Caros leitores,
Eis um trecho do livro de Philippe Julien, “Psicose, Perversão, Neurose”, em que ele esclarece de uma maneira fantástica a forma como Lacan teoriza o que é o significante Nome-do-Pai, no contexto da reflexão sobre a estrutura psicótica.
O autor vem discutindo o caráter do estado pré-psicótico e chega na discussão do que pode desencadear a loucura:
“Qual é, pois, esse significante fundamental no simbólico, ao qual um interlocutor faz apelo mas que no sujeito não responde? Lacan vai nomeá-lo com diversos nomes, para afinal e em definitivo nomeá-lo com seu nome de Nome-do-Pai. Apresentou-o com a ajuda de uma metáfora de estrada: há duas maneiras de ir de carro de Mantes a Rouen: a estrada nacional 15 ou as estradas dos departamentos. Ora, essas estradas não têm a mesma função. A nacional, como um rio (Sena), é uma via de passagem a partir da qual, em certos nós, instalaram-se cidades (Mantes, Rouen). As estradas dos departamentos, ao contrário, abrem um caminho que vem ligar entre si aldeias que a ele preexistiam. Assim, como a grande-estrada em relação às cidades, o significante é primeiro “uma vez que ele polariza, agarra, grupa em feixes significações” (Seminário III, pg. 328). Mas, se o significante faltar, então é preciso a ele suplementar adicionando significações, uma após a outra, como aldeias, e com o risco de enganar-se na adição… e na leitura dos avisos da estrada e dos painéis indicadores.

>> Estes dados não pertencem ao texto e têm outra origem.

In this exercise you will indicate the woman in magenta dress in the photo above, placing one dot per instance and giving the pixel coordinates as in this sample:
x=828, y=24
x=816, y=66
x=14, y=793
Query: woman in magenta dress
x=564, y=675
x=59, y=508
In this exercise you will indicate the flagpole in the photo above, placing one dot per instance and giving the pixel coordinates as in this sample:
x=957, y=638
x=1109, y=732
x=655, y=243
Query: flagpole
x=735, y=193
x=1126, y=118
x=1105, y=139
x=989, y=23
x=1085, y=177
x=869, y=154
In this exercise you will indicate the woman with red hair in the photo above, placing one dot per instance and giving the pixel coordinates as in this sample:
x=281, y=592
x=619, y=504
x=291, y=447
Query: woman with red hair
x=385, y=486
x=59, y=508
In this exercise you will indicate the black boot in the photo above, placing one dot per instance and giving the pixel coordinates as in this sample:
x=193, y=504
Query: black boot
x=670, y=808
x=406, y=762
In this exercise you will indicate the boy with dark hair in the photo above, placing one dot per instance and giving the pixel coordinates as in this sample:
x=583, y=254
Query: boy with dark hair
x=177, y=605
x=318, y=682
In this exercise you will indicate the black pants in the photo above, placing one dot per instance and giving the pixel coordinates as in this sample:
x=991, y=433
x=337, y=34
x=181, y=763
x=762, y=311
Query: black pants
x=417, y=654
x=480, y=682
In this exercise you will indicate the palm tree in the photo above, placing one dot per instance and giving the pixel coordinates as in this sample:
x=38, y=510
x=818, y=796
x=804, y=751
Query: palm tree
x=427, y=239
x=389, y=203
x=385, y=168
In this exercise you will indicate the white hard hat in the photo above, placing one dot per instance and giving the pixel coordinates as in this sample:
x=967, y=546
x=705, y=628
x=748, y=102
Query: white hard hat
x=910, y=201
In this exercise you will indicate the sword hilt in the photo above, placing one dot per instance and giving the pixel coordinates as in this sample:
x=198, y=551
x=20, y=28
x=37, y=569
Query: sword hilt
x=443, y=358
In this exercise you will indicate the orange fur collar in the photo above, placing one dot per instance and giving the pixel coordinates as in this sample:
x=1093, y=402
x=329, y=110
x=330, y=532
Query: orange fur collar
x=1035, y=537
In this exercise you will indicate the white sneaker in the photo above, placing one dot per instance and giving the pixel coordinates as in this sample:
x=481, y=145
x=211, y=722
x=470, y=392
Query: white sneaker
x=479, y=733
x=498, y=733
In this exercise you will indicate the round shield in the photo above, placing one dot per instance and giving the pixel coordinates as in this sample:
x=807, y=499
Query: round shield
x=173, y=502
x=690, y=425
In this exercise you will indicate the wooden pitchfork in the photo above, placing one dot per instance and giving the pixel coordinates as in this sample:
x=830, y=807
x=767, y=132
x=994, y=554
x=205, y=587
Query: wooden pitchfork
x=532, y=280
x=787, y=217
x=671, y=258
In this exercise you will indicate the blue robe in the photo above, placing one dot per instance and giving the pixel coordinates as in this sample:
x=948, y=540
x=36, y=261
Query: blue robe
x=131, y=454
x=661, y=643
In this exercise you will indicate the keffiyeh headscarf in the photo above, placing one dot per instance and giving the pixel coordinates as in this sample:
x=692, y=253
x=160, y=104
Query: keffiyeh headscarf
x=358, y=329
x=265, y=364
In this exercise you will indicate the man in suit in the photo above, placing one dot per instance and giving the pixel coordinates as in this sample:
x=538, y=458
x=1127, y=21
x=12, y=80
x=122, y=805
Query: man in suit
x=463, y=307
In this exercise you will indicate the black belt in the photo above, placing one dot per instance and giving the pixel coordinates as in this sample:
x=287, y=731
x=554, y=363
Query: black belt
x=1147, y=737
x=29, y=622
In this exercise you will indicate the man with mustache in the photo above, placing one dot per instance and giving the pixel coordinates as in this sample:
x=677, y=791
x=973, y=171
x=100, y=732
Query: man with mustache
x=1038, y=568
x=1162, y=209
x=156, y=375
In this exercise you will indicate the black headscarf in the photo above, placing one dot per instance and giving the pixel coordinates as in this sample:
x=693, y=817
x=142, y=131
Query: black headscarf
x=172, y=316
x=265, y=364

Essa metáfora nos esclarece sobre outra metáfora, a do significante do Nome-do-Pai. Com efeito, esse significante não é transmitido ao sujeito nem por um homem que se declara pai, nem pela sociedade política ou religiosa, mas pelo desejo da mãe, enquanto mulher. Ela dá resposta à interrogação do filho ou da filha diante da imagem materna.
Essa imagem tão pregnante, que subjuga e fascina o olhar da criança, por que desejo é animada? Ela vem, ela vai: qual é a razão dessa alternância de presença e ausência? Acaso, capricho, arbitrário, a mãe os dissipa respondendo; e ela pode fazê-lo uma vez que ela não é toda-mãe, mas mulher. Ela instaura esta metáfora: ao significante de seu desejo, que permanece enigmático para a criança porque sem significação, ela substitui um outro significante, o do pai, o significante da paternidade. E dessa metáfora nasce uma significação: o falo, isto é, aquilo que falta à mãe e é a razão de seu desejo de mulher.

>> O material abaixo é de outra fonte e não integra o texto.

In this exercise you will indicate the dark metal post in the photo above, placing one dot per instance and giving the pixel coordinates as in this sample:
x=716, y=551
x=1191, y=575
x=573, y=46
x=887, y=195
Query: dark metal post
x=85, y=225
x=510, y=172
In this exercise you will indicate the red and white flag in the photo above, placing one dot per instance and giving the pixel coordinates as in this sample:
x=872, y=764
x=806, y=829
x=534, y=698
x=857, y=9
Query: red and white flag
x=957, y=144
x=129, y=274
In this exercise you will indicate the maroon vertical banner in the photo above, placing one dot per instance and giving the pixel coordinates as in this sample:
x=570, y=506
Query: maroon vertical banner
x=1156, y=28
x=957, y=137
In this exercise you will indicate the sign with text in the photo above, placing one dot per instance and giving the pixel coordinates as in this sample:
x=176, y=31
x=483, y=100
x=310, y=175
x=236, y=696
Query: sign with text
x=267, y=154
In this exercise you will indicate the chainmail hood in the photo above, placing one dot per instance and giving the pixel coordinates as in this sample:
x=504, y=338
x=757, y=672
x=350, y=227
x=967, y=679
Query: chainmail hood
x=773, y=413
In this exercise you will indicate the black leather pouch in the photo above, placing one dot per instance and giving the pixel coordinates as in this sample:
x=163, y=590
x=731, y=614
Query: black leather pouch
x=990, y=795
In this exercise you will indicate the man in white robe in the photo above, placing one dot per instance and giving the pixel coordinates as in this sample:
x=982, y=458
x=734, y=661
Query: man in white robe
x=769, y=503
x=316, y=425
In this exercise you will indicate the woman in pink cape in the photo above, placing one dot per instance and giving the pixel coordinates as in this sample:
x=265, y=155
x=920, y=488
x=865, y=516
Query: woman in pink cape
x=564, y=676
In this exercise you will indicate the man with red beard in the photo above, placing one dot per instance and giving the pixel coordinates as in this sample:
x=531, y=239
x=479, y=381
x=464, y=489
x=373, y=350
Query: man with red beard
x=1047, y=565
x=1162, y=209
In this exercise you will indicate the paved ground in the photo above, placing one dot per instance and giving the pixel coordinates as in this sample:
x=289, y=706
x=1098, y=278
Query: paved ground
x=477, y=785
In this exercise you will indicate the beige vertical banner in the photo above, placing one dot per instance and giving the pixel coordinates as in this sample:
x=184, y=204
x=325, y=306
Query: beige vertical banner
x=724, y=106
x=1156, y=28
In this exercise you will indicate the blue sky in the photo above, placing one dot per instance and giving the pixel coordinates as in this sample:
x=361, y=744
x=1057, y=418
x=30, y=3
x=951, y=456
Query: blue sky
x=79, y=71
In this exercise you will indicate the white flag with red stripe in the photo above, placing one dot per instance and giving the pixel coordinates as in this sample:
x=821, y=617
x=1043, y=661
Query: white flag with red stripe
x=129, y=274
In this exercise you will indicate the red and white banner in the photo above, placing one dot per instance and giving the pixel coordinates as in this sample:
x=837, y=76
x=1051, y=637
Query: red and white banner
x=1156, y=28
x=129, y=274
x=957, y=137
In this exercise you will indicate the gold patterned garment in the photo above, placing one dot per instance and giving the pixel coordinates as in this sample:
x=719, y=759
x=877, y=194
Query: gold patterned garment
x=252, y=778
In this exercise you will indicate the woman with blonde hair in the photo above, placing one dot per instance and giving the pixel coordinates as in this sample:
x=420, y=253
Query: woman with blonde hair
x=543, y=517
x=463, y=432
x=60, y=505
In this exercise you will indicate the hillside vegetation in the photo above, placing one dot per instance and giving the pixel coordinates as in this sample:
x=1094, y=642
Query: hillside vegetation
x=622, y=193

Assim, à angústia do sujeito diante do enigma do desejo da mãe (mas o que ela quer então?), a própria mãe responde transmitindo o significante de sua falta. É esta condição prévia do Édipo freudiano. Lacan não cessará de repeti-lo, tanto que mais tarde, em 1971, poderá dizer:
“É enquanto significante, significante capaz de dar um sentido ao desejo da mãe, que a justo título eu podia situar o Nome-do-Pai. (Seminário de 16 de junho de 1971: De um discurso que não seria semblante)
E, então, após essa transmissão primordial, diversas significações da paternidade podem se seguir para o sujeito conforme a singularidade de sua história e de sua cultura; o desaparecimento ou a mudança delas não é uma catástrofe.
Se, ao contrário, o Nome-do-Pai estiver foracluído, será preciso adicionar incessantemente significações como resposta ao ser-pai, com o risco de que um dia a adição não baste. Por exemplo, o pai será definido como genitor, ou aquele que cuida da criança, ou aquele que transmite o patronímico (não confundir com o Nome-do-Pai), ou aquele que a criança reconhece e adota como pai, e ainda… e ainda…: é sem fim! A psicossociologia aí se esgota, porque nenhuma significação é decisiva, a não ser que ela seja agarrada, polarizada pelo significante do Nome-do-Pai.” (pg. 53-54)
É muito importante prestar atenção nos grifos do autor, que estão em itálico, para ter uma compreensão minuciosa da maneira como se dá este processo da entrada no Édipo.